Tuesday, April 14, 2015

The Tale of Two Gingeraffes

What exactly is a gingeraffe?  A gingeraffe is a very tall ginger (me) or a ginger with a very long neck (Stinker Pony).  For the record he isn't actually a pony, he is just shorter than I had intended.

(The picture that convinced me to buy the Stinker Pony)

Neither the stinker nor I have ever actually evented and this is a story of our progression.  To start I will tell you a little bit about me.

I can't remember not riding.  I started out young and when I say young I mean too small to sit on the horse by myself.  My parents would ride with my sister and I in front of them.  Then we graduated to being led around.  Finally this led to me becoming a speed demon on a horse.

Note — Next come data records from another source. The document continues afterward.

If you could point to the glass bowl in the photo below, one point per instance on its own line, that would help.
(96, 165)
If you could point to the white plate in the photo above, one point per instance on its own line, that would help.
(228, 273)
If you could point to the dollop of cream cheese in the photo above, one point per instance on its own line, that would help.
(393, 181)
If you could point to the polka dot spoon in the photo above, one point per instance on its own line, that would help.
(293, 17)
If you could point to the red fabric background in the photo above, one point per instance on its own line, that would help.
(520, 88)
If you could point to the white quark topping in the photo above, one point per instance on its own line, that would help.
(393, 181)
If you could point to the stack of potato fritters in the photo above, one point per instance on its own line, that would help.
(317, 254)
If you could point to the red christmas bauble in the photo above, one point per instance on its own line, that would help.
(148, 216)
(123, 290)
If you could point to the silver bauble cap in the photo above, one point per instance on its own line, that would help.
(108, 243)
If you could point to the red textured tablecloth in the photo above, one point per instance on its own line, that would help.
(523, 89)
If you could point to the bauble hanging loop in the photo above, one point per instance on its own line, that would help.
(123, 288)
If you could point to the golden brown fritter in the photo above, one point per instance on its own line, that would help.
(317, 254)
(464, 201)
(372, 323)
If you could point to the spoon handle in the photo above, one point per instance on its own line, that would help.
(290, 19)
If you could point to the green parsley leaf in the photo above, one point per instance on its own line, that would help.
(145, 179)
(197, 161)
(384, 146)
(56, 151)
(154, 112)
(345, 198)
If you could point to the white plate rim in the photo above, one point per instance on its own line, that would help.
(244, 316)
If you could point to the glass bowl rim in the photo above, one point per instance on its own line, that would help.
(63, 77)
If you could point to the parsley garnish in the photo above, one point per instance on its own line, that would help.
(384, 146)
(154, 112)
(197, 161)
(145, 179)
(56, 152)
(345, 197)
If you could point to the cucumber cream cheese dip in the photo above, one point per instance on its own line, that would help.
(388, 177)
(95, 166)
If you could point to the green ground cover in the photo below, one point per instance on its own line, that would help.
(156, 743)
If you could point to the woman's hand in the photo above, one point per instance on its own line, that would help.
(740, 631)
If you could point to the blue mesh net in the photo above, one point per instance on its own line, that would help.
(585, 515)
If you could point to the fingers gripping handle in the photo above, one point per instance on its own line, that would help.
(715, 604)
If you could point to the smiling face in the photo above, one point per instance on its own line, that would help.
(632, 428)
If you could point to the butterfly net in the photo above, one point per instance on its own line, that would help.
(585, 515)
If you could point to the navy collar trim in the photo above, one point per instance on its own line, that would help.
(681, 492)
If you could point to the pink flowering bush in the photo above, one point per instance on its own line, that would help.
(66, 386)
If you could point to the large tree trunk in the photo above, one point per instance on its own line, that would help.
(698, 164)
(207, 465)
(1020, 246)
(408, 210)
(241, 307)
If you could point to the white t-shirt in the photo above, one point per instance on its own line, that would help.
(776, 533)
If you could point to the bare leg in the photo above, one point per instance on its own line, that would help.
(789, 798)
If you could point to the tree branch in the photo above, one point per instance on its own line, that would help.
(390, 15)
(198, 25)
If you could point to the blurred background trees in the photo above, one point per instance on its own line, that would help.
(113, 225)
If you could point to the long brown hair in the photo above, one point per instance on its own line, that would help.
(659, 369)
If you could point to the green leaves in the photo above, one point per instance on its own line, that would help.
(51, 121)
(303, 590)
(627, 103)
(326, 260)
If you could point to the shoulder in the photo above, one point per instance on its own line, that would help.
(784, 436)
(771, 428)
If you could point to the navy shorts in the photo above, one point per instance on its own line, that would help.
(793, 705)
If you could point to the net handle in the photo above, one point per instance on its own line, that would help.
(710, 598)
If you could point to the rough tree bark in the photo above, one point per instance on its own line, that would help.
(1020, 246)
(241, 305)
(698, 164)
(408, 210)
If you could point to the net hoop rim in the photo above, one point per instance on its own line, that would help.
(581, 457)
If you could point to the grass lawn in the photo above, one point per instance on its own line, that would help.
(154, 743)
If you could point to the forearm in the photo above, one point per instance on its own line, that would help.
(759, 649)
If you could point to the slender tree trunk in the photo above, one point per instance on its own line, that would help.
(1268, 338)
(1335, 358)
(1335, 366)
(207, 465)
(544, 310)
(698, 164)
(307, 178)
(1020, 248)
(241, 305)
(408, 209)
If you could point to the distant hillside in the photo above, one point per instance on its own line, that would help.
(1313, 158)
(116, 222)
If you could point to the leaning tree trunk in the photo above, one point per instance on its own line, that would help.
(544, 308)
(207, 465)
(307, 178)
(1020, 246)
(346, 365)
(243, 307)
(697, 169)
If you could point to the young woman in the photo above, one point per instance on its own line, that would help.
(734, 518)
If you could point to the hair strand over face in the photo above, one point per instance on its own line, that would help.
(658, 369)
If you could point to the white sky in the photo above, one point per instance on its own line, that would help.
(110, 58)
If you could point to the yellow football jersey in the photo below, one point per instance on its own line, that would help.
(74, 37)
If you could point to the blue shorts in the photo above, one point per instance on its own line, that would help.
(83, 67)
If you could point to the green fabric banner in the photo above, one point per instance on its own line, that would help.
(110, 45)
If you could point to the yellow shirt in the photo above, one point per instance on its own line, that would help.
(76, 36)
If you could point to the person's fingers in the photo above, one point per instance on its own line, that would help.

(I'm the little one of the left)

I tried showing Western in high school, but mostly Mandy (a superb cattle horse) and I blew around the ring.  Neither of us cared for the dinky jog or lope that is expected.  But I digress.  Starting with college I took a 6-7 year break from horses, it wasn't until I was in grad school that I started riding again.

(One of my earlier lessons)

My goal was to jump, but I was told to start with dressage.  Not surprisingly dressage appealed to my neurotic overachiever personality.  And I was happy being a pretend dressage queen with an amazing trainer D.  Surprise surprise I graduated and had to move in order to have a big kid job (VERY helpful with a horse habit).  This led me to an eventing barn, my current trainer S, and my decision to purchase my first horse (as an adult...as a child I claimed at least 10 head of horses at any one time unless my dad asked about the feed bill).

So how does one go about purchasing a horse when they are fresh out of grad school (aka broke) and only know enough to know that they don't know anything.  Well if you are like me (I am sorry if you are), you decide to contact your old trainer (who is now 14 hours away) and tell her to find you a horse...This is how you end up with a stinker pony.

D did an amazing job and I purchased a green broke (and by green broke I mean he had been sat on) horse sight unseen (a vet check was done I am not quite that crazy).  D rode him for ~90 days and then brought him down.  And in my totally objective opinion he is amazing.

(Our first ride)

 It wasn't without reservations that I went through this process.  There were several times I freaked out and thought I had lost my mind.  I may still think that.  Even though I am good with baby brain, I still don't know what I am doing when it comes to two phases of eventing and the stinker pony knows even less.